Los viejos sacerdotes Persas soplaban siempre el fuego con fuelles, para no
profanarlo con el hálito pecador de su humana boca.
El fuego siempre se alimentaba con maderas sagradas y secas, especialmente con
madera de sándalo.
Los viejos persas cultivaron el fuego en lugares completamente obscuros,
templos subterráneos y lugares secretos, el altar era siempre un enorme cáliz de
metal con su pie colocado sobre la piedra filosofal.
Dos sacerdotes cuidaban siempre el fuego, cada uno de ellos usaba una tenaza
para poner los trozos de madera, y una cuchara para esparcir en el los perfumes.
En el Bundehesch especie de evangelio ritual del fuego, se dice que en un
aposento especial estaba el pozo del agua sagrada donde el sacerdote se daba
abluciones antes de presentarse ante el altar del fuego.
En toda Persia existen restos de templos complicados y antecámaras donde se le
rindió culto al fuego, estos restos los hallamos hoy en día en Persépolis, en
Ispahán, en Yezd, en Palmira, en Suda, etc., etc., etc.
En toda la faz de la tierra existieron cultos al fuego, recordemos los cultos
de los aztecas, incas, indostanes, etc.
El espíritu universal es, ha sido y será fuego vivo.
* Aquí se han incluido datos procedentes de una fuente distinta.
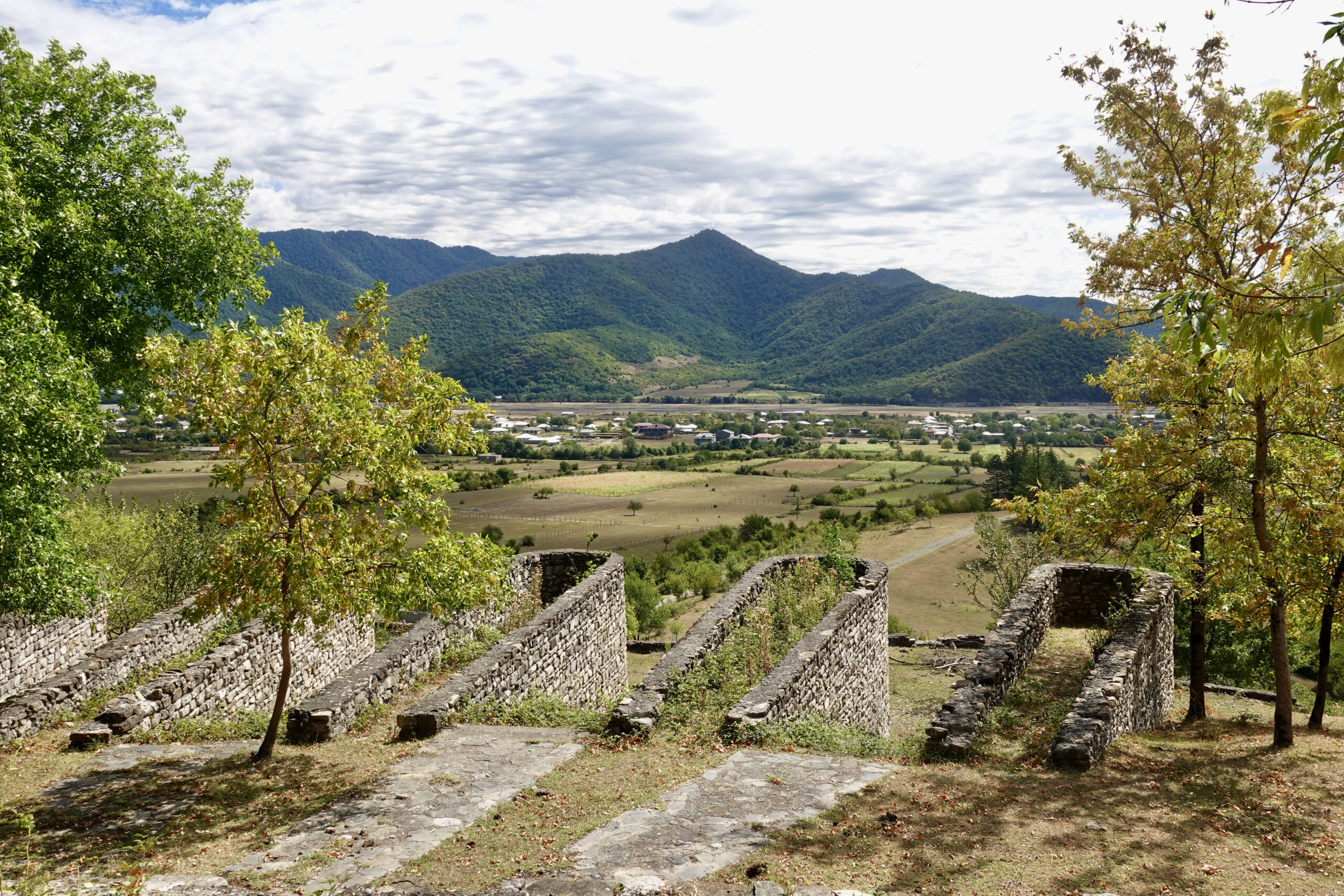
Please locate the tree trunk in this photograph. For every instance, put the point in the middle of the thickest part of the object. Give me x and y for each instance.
(1198, 673)
(1278, 604)
(1323, 659)
(1323, 668)
(268, 745)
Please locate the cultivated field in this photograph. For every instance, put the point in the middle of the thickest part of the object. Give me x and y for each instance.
(623, 483)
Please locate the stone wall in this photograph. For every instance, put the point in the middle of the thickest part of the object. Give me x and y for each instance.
(839, 671)
(642, 708)
(147, 645)
(1132, 686)
(573, 649)
(1069, 594)
(241, 673)
(30, 655)
(536, 579)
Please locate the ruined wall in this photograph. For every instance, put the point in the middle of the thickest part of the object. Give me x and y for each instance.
(30, 655)
(1073, 594)
(839, 671)
(534, 579)
(642, 708)
(241, 673)
(147, 645)
(1132, 686)
(573, 649)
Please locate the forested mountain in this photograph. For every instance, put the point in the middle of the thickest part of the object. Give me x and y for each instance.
(1069, 309)
(709, 308)
(322, 270)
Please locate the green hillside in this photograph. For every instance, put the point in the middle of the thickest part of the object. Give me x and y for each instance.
(320, 272)
(709, 308)
(1069, 309)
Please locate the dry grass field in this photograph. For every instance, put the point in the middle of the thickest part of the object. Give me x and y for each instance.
(624, 483)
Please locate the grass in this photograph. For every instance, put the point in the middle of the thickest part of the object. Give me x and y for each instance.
(884, 469)
(623, 483)
(795, 601)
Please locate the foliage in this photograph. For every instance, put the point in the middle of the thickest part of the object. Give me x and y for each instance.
(50, 434)
(815, 733)
(127, 236)
(148, 558)
(994, 582)
(570, 327)
(538, 711)
(1232, 244)
(793, 601)
(1022, 471)
(322, 441)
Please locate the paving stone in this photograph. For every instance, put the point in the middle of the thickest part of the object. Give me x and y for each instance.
(718, 818)
(457, 777)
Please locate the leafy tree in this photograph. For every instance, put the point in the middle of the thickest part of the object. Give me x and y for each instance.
(322, 438)
(1230, 244)
(50, 436)
(127, 237)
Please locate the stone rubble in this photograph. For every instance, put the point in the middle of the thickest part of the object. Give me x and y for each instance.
(838, 671)
(718, 818)
(452, 781)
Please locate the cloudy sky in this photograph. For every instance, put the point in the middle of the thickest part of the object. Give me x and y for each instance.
(830, 136)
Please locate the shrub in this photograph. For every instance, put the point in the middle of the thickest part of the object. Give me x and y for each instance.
(753, 525)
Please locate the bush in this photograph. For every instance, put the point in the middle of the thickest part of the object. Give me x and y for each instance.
(642, 599)
(753, 525)
(150, 559)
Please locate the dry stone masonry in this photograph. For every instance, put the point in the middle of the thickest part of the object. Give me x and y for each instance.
(839, 671)
(573, 649)
(241, 673)
(534, 579)
(1131, 687)
(147, 645)
(642, 708)
(32, 653)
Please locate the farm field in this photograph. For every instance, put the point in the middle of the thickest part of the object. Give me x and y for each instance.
(924, 593)
(624, 483)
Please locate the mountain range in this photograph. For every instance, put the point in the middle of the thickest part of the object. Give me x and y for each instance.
(699, 309)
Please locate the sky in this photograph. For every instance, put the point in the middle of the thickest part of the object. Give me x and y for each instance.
(828, 136)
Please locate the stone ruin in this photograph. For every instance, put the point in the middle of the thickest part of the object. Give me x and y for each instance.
(1131, 686)
(574, 648)
(838, 671)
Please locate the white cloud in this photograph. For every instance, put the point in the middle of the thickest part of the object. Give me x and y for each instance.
(839, 138)
(719, 13)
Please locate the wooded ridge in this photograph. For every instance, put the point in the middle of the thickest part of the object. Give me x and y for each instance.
(704, 308)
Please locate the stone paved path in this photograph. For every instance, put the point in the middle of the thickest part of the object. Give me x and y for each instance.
(454, 779)
(709, 821)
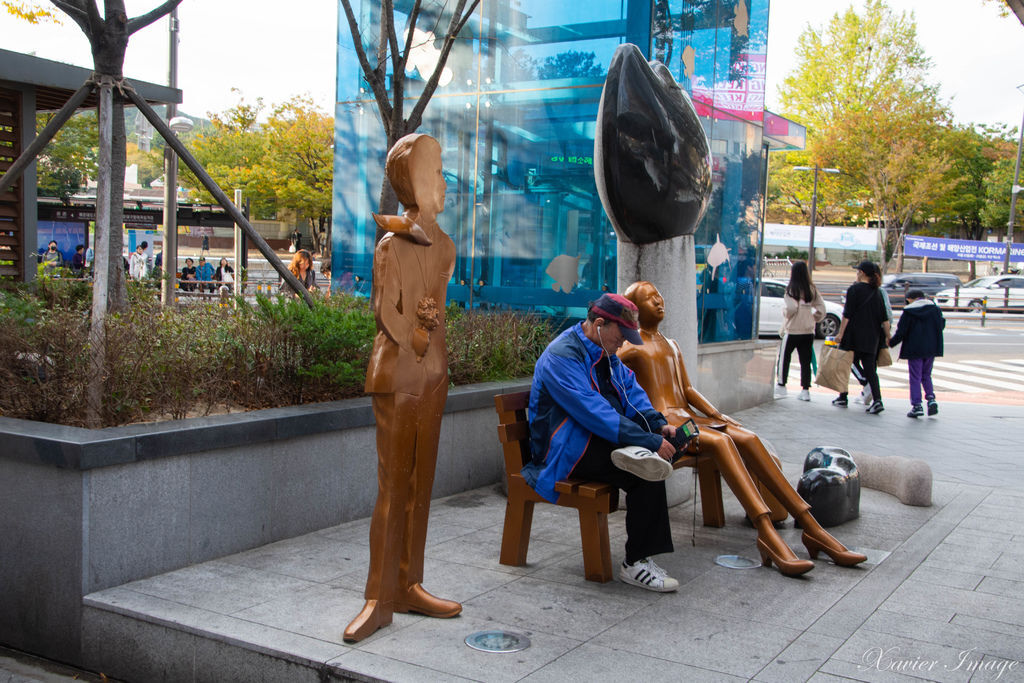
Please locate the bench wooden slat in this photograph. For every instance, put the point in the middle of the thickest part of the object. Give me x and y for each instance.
(516, 431)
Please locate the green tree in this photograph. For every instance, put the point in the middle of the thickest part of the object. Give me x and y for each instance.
(861, 87)
(300, 163)
(841, 201)
(233, 151)
(70, 158)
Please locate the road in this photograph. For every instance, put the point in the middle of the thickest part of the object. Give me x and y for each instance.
(980, 365)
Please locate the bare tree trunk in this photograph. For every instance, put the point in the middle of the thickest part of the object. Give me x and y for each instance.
(117, 289)
(97, 335)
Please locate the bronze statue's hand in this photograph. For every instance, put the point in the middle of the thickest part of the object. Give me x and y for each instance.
(667, 451)
(727, 420)
(421, 340)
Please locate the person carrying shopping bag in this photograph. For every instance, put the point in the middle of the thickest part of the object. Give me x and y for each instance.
(804, 309)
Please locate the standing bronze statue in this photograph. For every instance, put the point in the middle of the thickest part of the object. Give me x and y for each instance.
(408, 379)
(737, 452)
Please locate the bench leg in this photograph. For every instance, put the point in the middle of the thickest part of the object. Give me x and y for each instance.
(515, 537)
(596, 549)
(711, 493)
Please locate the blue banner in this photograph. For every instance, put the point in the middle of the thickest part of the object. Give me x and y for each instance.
(964, 250)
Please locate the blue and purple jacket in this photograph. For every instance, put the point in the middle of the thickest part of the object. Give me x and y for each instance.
(566, 409)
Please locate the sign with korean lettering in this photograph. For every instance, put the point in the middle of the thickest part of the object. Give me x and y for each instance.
(963, 250)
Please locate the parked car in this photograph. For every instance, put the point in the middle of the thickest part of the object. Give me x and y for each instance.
(998, 291)
(772, 306)
(897, 284)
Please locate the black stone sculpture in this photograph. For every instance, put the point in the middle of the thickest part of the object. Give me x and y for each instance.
(651, 157)
(832, 485)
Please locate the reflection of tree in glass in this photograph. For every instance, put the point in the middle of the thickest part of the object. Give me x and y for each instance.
(570, 65)
(700, 15)
(519, 67)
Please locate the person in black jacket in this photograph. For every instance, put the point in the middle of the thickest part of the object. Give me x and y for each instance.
(864, 330)
(920, 329)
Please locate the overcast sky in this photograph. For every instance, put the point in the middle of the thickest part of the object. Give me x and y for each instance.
(978, 55)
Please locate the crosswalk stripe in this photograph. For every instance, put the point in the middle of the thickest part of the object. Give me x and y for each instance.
(940, 382)
(1004, 367)
(1009, 373)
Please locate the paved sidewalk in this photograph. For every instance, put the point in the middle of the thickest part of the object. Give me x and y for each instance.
(941, 597)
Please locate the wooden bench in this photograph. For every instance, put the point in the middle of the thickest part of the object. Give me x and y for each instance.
(593, 500)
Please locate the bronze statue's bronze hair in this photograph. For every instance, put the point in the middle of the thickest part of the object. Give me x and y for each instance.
(396, 168)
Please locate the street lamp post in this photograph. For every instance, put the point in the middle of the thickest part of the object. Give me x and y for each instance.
(1015, 190)
(814, 207)
(178, 124)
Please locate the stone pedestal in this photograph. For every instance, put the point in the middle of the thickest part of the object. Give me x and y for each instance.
(670, 264)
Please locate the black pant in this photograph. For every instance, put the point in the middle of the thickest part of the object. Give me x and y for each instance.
(865, 371)
(647, 529)
(803, 345)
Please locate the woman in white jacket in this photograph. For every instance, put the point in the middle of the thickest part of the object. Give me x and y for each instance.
(804, 309)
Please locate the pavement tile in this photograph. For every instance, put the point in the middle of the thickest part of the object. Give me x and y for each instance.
(879, 656)
(697, 638)
(801, 659)
(573, 611)
(592, 663)
(949, 578)
(439, 645)
(962, 637)
(309, 557)
(219, 586)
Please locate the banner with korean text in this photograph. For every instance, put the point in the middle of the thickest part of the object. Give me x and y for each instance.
(964, 250)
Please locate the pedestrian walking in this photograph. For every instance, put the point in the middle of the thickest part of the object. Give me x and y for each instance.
(920, 333)
(864, 331)
(804, 309)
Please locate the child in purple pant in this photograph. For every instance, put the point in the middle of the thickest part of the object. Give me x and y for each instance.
(920, 329)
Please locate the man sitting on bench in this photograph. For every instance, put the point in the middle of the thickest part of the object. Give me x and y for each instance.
(584, 407)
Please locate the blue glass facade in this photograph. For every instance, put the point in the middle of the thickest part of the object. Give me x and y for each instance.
(516, 125)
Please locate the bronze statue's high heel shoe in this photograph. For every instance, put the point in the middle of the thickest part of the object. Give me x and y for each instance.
(833, 548)
(788, 564)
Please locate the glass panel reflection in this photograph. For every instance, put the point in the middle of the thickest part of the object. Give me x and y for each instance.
(516, 126)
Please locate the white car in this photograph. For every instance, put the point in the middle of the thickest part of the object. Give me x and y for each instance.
(772, 307)
(994, 291)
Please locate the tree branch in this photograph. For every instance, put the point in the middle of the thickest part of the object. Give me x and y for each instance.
(376, 83)
(459, 20)
(152, 15)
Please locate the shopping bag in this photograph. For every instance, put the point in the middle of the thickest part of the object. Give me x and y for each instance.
(834, 370)
(778, 360)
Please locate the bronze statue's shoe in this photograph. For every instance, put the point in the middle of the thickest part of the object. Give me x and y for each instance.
(833, 548)
(787, 562)
(418, 600)
(372, 617)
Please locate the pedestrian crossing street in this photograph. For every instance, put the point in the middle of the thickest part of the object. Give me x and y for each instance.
(963, 376)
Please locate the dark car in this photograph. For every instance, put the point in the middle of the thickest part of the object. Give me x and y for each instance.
(897, 284)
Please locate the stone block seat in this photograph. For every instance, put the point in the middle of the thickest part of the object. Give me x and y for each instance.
(593, 500)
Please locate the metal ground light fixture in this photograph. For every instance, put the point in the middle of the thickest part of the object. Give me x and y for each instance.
(814, 207)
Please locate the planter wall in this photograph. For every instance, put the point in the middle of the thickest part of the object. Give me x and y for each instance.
(83, 510)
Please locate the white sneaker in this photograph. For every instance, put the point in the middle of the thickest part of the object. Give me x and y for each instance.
(641, 462)
(647, 574)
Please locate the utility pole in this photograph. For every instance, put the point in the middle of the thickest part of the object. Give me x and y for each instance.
(814, 208)
(1013, 196)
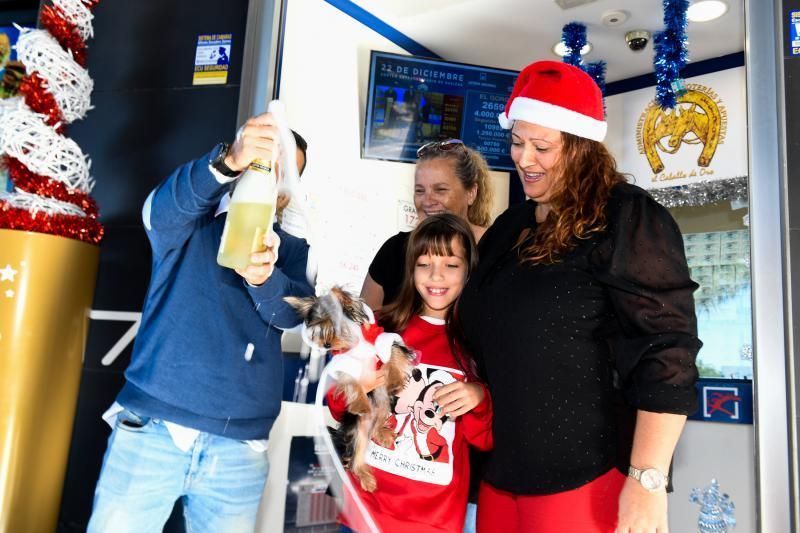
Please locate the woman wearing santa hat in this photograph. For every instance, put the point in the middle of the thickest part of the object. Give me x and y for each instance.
(581, 316)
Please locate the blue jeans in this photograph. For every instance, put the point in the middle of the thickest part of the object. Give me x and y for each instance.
(219, 481)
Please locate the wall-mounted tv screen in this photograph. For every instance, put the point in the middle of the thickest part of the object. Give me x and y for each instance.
(414, 100)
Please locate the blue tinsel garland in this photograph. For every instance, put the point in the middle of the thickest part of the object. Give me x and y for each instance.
(573, 35)
(671, 52)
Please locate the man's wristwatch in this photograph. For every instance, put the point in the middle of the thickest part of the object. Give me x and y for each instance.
(652, 479)
(217, 161)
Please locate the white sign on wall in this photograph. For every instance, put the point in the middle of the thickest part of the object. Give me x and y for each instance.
(703, 138)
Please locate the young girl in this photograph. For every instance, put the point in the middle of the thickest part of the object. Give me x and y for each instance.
(423, 477)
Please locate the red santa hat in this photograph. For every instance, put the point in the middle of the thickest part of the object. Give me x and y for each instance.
(559, 96)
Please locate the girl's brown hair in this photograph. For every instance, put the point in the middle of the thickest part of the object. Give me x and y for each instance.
(472, 171)
(433, 236)
(585, 174)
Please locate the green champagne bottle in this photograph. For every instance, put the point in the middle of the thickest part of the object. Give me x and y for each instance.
(250, 216)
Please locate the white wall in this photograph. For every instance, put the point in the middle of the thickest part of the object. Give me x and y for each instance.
(355, 203)
(707, 449)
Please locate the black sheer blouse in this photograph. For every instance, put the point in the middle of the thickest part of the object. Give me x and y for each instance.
(571, 350)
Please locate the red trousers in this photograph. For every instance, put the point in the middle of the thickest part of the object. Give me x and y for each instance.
(592, 508)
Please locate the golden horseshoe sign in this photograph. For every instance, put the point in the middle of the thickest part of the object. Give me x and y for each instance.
(696, 119)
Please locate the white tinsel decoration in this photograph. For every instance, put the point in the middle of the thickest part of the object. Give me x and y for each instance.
(76, 12)
(34, 203)
(9, 104)
(703, 193)
(26, 136)
(69, 82)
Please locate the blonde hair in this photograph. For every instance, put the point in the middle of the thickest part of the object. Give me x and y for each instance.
(472, 171)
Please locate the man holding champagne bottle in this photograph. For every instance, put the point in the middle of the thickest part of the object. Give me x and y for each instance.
(204, 384)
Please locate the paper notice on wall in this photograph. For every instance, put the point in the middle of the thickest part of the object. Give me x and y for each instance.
(341, 225)
(406, 216)
(212, 59)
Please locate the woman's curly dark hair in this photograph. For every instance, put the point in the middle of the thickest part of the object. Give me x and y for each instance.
(585, 173)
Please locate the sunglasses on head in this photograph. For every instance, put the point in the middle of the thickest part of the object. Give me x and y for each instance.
(439, 146)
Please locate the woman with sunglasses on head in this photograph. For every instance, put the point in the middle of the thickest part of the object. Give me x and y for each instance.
(581, 316)
(449, 178)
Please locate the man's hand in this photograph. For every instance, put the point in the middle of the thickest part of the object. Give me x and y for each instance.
(458, 398)
(255, 140)
(262, 263)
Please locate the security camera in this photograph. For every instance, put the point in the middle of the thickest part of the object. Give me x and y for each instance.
(637, 40)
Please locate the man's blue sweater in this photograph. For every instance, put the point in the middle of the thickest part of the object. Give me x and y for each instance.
(192, 363)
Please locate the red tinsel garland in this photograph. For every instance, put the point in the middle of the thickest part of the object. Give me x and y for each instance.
(41, 100)
(33, 183)
(65, 32)
(37, 96)
(86, 229)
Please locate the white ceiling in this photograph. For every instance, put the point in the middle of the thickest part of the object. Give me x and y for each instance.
(513, 33)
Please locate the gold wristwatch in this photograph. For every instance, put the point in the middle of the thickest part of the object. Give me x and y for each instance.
(652, 479)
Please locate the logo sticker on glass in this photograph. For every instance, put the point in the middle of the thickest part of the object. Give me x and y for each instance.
(212, 59)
Los científicos
materialistas sólo conocen el fuego como producto de la combustión, ellos
todavía no conocen el fuego en si mismo, y no lo conocerán realmente, sino
cuando se tomen el trabajo de desarrollar el sentido espacial.
Nada supo Carlos Marx sobre la filosofía del fuego, nunca estuvo en una
escuela esotérica, creyó que el espíritu universal era el monigote aquél que
muchos ignorantes pintan sentado en un trono de tiranía y con luengas barbas
blancas hasta el ombligo. Marx fue realmente un hombre muy ignorante.
lo que no nos mata, nos fortalece....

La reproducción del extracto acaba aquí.